Os três juízes do Tribunal de Relação de Barlavento, em acórdão de 31 de Julho, decidiram pela extradição do cidadão venezuelano Alex Saab Nain Moran para os Estados Unidos de América, a fim de ser julgado nesse país por oito crimes que supostamente cometeu. A defesa avisa, no entanto, que vai recorrer da sentença junto do Supremo Tribunal de Justiça(STJ).

Caso Alex Saab: Tribunal  de Relação de Cabo Verde  autoriza extradição do empresário para os EUA e defesa vai recorrer da sentença junto do STJ

Segundo o acórdão a que a Inforpress teve acesso, nos EUA aquele cidadão venezuelano, natural da Colômbia, vai ser julgado por oito crimes, sendo um de “conspiração para cometer lavagem de dinheiro” e sete de “lavagem de instrumentos monetários” referenciados no despacho da acusação dos autos e no pedido formulado pelo Ministério Público.

O advogado do cidadão venezuelano Alex Saab confirmou que vão recorrer da decisão do Tribunal de Relação de Barlavento pela extradição do venezuelano para os Estados Unidos de América, a fim de ser julgado nesse país.

“Fomos notificados da decisão do tribunal ontem (segunda-feira) e temos um prazo de dez dias para entregar o recurso e vamos fazê-lo dentro do tempo”, salientou João do Rosário à inforpress.

Conforme a mesma fonte, a decisão do Tribunal da Relação de Barlavento “não agradou” à defesa, uma vez que “não há crime e nem motivo para a extradição”.
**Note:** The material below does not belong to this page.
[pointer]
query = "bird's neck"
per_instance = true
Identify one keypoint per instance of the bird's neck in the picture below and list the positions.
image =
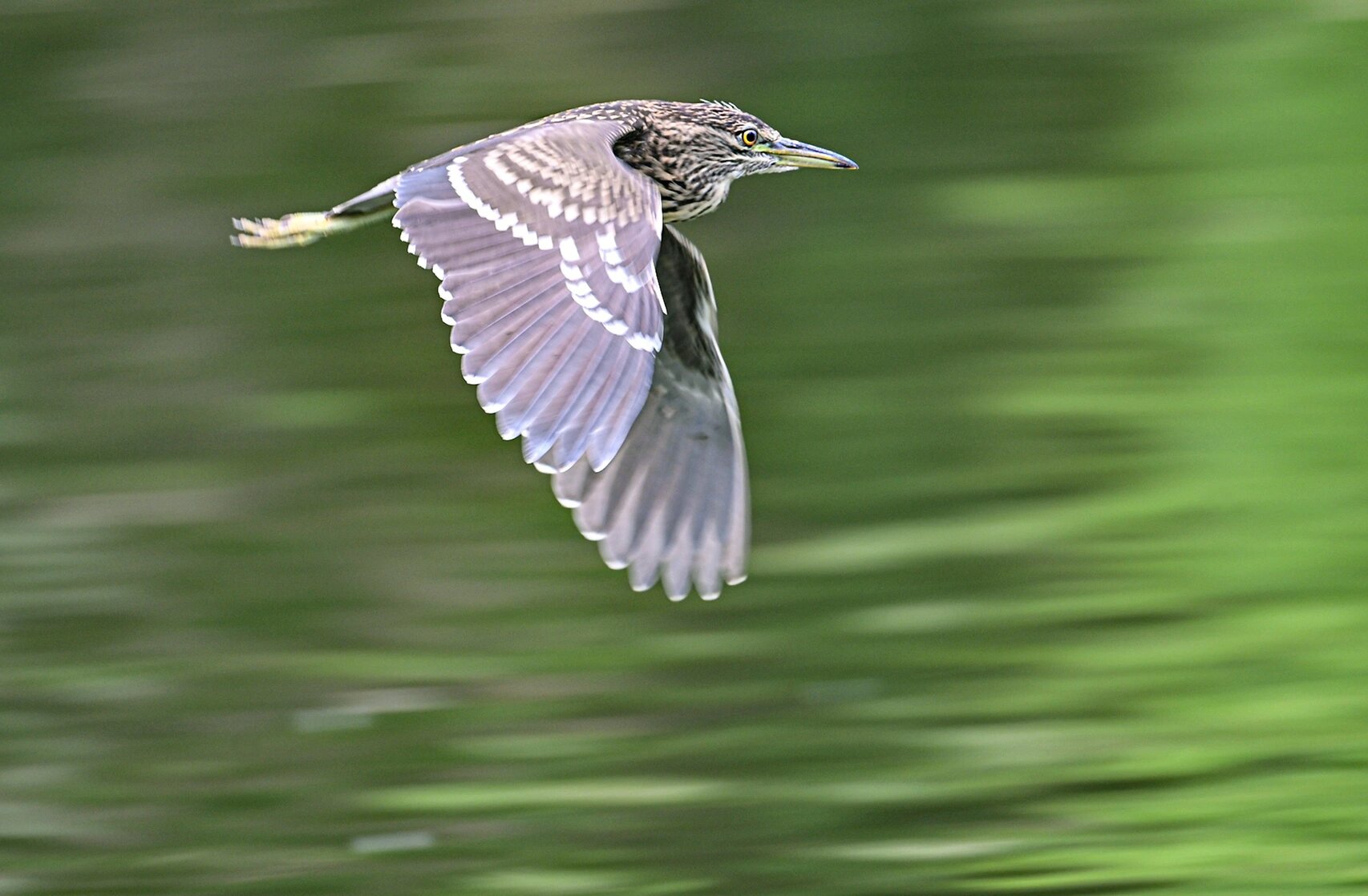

Os três juízes do Tribunal de Relação do Barlavento, em acórdão de 31 de Julho, decidiram pela extradição do cidadão venezuelano Alex Saab Nain Moran para os Estados Unidos de América, a fim de ser julgado nesse país.

Já o Governo da Venezuela, num comunicado divulgado citado pela Infforpress, considerou “arbitrária” e uma “violação do direito e das normas internacionais a detenção do empresário (de nacionalidade colombiana e venezuelana), pelas autoridades policiais cabo-verdianas, na ilha do Sal, “, tal como as “acções de agressão e cerco contra o povo venezuelano, empreendidas pelo Governo dos Estados Unidos da América (EUA)”.

Por seu turno, a ministra da Justiça cabo-verdiana afirmou que a decisão sobre o pedido de extradição do empresário Alex Saab foi baseada num parecer do Ministério Público e que o Governo “não se intromete”.

“Cabo Verde tem um dever de cooperar. Esse dever de cooperação é mais forte tratando-se de matérias ligadas a crimes relacionados com tráfico de droga e com lavagem de capital. Nós respondemos a um pedido de colaboração internacional e a partir daí o processo segue a sua tramitação judicial”, afirmou, conforme a Inforpress, a ministra da Justiça, Janine Lélis.